Народ подхватил эти выкрики. Публий казался смущенным. Потом, он овладел собою и, подняв руку, усмирил собрание.
«Полезнее для государства тот человек, — глухо сказал он, — чьи дела красноречивей слов. Я не буду говорить о тех случаях, когда боги помогли мне послужить Родине, ибо вижу, что память народа лучше моей собственной, но постараюсь высказаться делами, действительно заслуживающими народной памяти. Ваши восклицания, квириты, живо напомнили мне… нет, не мои личные удачи, приятные только при общей победе, но страданья нашего народа. И я больше не могу говорить, хотя не сказал еще и половины… Я умолкаю, понимая, что и без моих слов вы четко представляете ситуацию, а напоследок вас еще раз заверяю: я сознаю ответственность, которую на себя принимаю, я взвесил свои силы и верю в наш успех. Эту веру на свой риск я, может быть, не принял бы, но меня в Испанию призвал отец. Да, именно так. Я видел его в момент смерти, он обратил ко мне суровый лик и взором приказал продолжить его дело. В это время я был в храме у Юпитера. Родительский наказ придал мне решимости встать на это возвышенье и… смею ли сказать — воля богов. Ее поведал мне вещий сон. Я не буду рассказывать его содержанье, так как это кощунство, но у скептиков, отрицающих подобное явление, спрошу: знают ли они иное средство общения богов с людьми? Отвечу сам: нет, боги днем к нам не приходят, но отвергать возможность связи с небесами и во сне — не значит ли вообще отрицать существование богов? Я вам скажу, что ощущает каждый, но в чем себе не признается: с приходом смерти души людей возносятся на небо и причисляются к богам, но сон — маленькая смерть, когда душа устремляется в выси, чтобы соотнестись с божественной волей. Любому это, так или иначе, знакомо. Я верю в озарения снов, они позволили мне предвидеть ранение отца и «Канны». Все, что я сделал существенного в жизни, произошло с согласия богов, все, что совершу в дальнейшем, будет выраженьем их воли!»
Другие претенденты, выступавшие ранее, а среди них благодаря усилиям Марка Эмилия Павла и Корнелия Цетега не было сколько-нибудь значительных людей, оказались забыты. Настроение народа было таково, что все центурии избрали проконсулом Публия Корнелия Сципиона, более того, даже внутри центурий никто не высказался против него.
Множество раз услышал сегодня Сципион свое имя, выкликаемое глашатаем при объявлении итога очередного этапа голосования.
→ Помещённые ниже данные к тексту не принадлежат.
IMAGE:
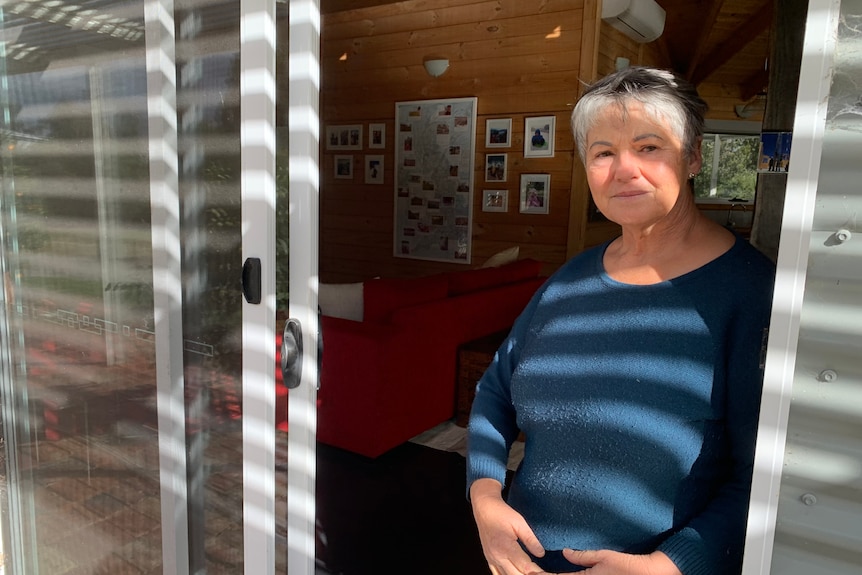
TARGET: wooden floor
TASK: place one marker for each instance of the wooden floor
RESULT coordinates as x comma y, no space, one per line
404,512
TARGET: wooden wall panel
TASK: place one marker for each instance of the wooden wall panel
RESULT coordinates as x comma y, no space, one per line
520,59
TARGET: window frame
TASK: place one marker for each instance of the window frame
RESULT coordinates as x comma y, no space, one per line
728,128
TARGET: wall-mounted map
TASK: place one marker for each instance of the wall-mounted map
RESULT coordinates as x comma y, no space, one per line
434,179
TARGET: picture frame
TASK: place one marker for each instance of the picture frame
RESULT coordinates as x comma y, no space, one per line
376,136
374,169
343,167
539,136
496,167
495,200
535,193
498,133
344,137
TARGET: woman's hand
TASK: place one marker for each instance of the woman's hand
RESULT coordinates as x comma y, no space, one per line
606,562
500,529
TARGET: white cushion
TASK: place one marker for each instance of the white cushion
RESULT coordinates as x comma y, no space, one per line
507,256
341,300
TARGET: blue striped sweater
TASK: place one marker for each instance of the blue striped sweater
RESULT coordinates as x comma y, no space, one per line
639,405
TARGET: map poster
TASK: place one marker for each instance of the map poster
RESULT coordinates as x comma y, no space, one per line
434,147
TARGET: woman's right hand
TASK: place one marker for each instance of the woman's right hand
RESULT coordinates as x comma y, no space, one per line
500,530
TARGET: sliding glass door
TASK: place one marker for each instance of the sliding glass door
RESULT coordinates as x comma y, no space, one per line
138,255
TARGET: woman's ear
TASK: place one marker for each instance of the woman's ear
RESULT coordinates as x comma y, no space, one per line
695,160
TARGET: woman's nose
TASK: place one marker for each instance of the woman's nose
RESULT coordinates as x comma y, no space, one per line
625,167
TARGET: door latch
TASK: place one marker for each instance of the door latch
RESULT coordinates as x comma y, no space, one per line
291,353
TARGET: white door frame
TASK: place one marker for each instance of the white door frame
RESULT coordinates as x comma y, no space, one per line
304,128
257,138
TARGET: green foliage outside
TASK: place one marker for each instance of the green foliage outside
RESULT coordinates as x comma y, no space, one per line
737,167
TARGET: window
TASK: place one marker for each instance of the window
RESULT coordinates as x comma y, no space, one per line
729,169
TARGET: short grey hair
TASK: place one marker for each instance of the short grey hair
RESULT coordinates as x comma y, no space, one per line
666,97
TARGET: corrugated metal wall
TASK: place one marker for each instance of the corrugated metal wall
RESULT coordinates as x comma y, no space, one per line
818,522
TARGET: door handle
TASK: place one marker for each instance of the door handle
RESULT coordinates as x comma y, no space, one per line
291,353
251,283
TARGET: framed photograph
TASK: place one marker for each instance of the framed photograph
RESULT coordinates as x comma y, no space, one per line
535,193
376,136
498,133
495,167
495,200
344,167
539,137
346,137
374,169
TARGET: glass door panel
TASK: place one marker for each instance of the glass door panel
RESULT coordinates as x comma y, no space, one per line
116,459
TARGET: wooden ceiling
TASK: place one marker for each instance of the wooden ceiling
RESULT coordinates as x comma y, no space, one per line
719,41
716,41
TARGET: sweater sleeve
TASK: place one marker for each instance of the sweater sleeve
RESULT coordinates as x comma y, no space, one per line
712,542
492,427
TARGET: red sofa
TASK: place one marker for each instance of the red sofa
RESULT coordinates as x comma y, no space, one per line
392,376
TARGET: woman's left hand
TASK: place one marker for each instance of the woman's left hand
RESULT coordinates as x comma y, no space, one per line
607,562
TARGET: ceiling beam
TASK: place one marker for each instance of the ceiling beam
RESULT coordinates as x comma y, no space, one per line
706,26
759,22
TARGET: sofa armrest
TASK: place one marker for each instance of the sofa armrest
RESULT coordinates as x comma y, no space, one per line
381,384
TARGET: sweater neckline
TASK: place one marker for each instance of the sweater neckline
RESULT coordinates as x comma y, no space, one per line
600,266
Восклицания глашатая были официально сухими и торжественными одновременно. Это был голос самого государства. И каждый раз, когда во всеуслышание произносилось его имя, Сципион чувствовал себя выросшим в тысячи раз, ибо к его ничтожным природным силам прирастало истинно человеческое могущество единения со своим многотысячным народом. В эти мгновения он ощущал себя величайшим явлением Вселенной, и ни одна небесная звезда не казалась ему далекой.
Но вот процедура выборов закончилась. Чиновники покинули помост, однако толпа не расходилась. Публий, окруженный клиентами, принимал поздравления и, задерживаемый на каждом шагу народом, добрался домой только к вечеру. Он чувствовал себя опустошенным, и эта пустота в душе наполнилась усталостью, так что радости уже негде было поместиться.